Leadership Essentials #1: Identifying Challenges Correctly.

We often think that problems are there to be fixed, so the faster we handle a challenge or a problem, the better.  This is not quite right.  Leaders face lots of challenges but they often misunderstand the types of challenges they face. They often mistake adaptive challenges for technical challenges because their tendency is to want to fix the problem, and to do so quickly.  But adaptive challenges are not ones we can just fix.  The misidentification of the type of challenge before us can lead to poor leadership decisions that fail to address the problems at hand in the right way.  So, we need to know the the main types of challenges leaders face and ways to identify them correctly.  

Leaders typically face two types of challenges: technical challenges and adaptive challenges. The distinction between technical and adaptive challenges is a central tenet of the Adaptive Leadership approach pioneered by Ron Heifetz from Harvard University. Identifying these types of challenges correctly can help us solve the right kinds of problems in the right way.  It saves time and it can help us get the results we want. 

In technical challenges, we have a clear problem and a clear solution.  The skills to address the challenge are present in the organization or close by.  We can also identify an expert who can address the problem.  If the faucet in my kitchen is leaking, I call a plumber.  Another example is when a company’s employees complain that they experience frequent computer interruptions.  In this case we call IT and they can fix the problem.      
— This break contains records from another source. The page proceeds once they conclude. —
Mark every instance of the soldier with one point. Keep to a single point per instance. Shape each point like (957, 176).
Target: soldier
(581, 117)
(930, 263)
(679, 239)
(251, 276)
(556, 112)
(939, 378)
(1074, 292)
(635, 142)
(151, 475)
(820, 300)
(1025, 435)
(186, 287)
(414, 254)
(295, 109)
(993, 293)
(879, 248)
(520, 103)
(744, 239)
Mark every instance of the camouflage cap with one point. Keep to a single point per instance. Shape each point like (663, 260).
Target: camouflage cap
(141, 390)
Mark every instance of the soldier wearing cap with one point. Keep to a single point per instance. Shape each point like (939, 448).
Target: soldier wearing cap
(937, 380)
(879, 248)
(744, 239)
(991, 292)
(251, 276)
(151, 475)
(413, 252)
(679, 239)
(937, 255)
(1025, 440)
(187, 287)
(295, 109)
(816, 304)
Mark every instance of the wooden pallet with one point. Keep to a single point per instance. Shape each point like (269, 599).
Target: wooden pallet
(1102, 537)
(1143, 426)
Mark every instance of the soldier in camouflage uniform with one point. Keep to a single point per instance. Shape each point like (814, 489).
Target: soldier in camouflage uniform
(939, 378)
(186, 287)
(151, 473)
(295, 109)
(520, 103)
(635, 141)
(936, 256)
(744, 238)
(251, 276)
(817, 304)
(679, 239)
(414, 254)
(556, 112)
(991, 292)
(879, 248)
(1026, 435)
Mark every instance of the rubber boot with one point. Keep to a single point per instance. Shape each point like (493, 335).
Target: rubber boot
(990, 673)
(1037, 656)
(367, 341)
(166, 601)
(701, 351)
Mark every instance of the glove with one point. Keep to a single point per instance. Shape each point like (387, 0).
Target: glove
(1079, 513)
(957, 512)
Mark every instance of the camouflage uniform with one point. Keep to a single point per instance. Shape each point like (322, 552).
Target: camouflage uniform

Adaptive challenges are more complex, and they take time to address.  The problem we face is not clear and it cannot be solved by the leader, by an expert, or through the normal avenues of solving problems.  There are no silver bullets for adaptive challenges.  These require substantial change in the assumptions, values, perceptions and behaviors of everyone involved. They require a sort of cultural change in the group and a period of adjustment.  Adaptive challenges are also outside of the comfort zone of everyone involved and everyone involved has learning to do. Such challenges raise the temperature and it is a leader's job to regulate the heat in the organization so the right changes take place for the organization to adapt.  We need heat, but not too much.   

For example, think of the problems a family must face when they have an elderly parent who now needs extra care and possibly to have to go to an elderly care facility.  In this case, the family is about to experience a change that is scary because it comes with some loss.  The elderly parent will lose the comfort of living at home and will have to rely on strangers to take care of them.  The children will lose the comfort of going home and seeing their mom and dad in familiar and safe environment.  They all need to change and have to adapt to the new situation.  Various people will play a role in this process and will need to learn and make changes: the family members, the elderly parent, the care givers, and possibly others.  All of the people involved, and especially the family will need to change their everyday routines, will have to deal with their emotions and values, and they will have to adapt to the new situation to make it work. This will take time, good communication, and a lot of effort. 

Another example is a hospital having nurses or pharmacists challenge illegible or dangerous prescriptions for patients.  We cannot just announce that from now on nurses and pharmacists have to challenge such prescriptions and then expect the change to take place.  Such a change will require much work from all involved.  Nurses and pharmacists will need to confront their emotions, values, and their habit of deferring to doctors in such matters. The hospital will have to show that it is safe for them to question a doctor's prescription. Doctors will need to do some work to adapt to being challenged occasionally. In some way all those involved will have to redefine together what it is to be a nurse, a pharmacist, and a doctor. A leader’s job in this case is not to fix the problem but to facilitate such a change and to help the different parties involved adapt.   

We need to remember that much of leadership takes place when we are faced with adaptive challenges. Moreover, many challenges will be a combination of technical and adaptive elements, there will be things we can fix quickly and others that will require us to confront and work on and negotiate the harder stuff: habits, values, emotions, assumptions, and beliefs.

Teams and organizations, which respond to challenges well, adapt faster than ones that do not.  The ones that adapt faster, thrive. Careful leadership training can help leaders identify challenges correctly and teach them strategies to address them effectively.  This can enhance the team's or organization's ability to adapt and to thrive.